How do I extract specific text patterns from HTML using jsoup?

JSoup is a powerful Java library for parsing and manipulating HTML documents, making it an excellent choice for extracting specific text patterns from web pages. Whether you need to extract email addresses, phone numbers, prices, or any other structured data, jsoup provides multiple approaches to accomplish this task efficiently.

Understanding Text Pattern Extraction in JSoup

Text pattern extraction involves identifying and retrieving specific data formats from HTML content.
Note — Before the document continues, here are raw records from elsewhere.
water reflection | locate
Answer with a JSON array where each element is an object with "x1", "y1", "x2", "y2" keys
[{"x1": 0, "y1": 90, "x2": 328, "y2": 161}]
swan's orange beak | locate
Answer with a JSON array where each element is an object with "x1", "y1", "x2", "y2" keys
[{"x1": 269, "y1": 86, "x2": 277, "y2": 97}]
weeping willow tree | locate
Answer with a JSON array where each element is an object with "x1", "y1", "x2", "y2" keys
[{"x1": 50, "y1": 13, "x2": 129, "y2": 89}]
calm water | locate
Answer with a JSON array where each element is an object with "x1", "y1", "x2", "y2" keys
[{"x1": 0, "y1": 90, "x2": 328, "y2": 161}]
JSoup offers several methods to achieve this:

CSS Selector-based extraction - Using CSS selectors to target specific elements
Regular expression matching - Applying regex patterns to extracted text
Attribute-based filtering - Extracting patterns from element attributes
Combined approaches - Using multiple techniques together

Basic Setup and Dependencies

First, add jsoup to your Java project:

Maven Dependency

<dependency>
    <groupId>org.jsoup</groupId>
    <artifactId>jsoup</artifactId>
    <version>1.17.2</version>
</dependency>

Gradle Dependency

implementation 'org.jsoup:jsoup:1.17.2'

Extracting Text Patterns with CSS Selectors

The most straightforward approach is using CSS selectors to target specific elements containing your desired patterns.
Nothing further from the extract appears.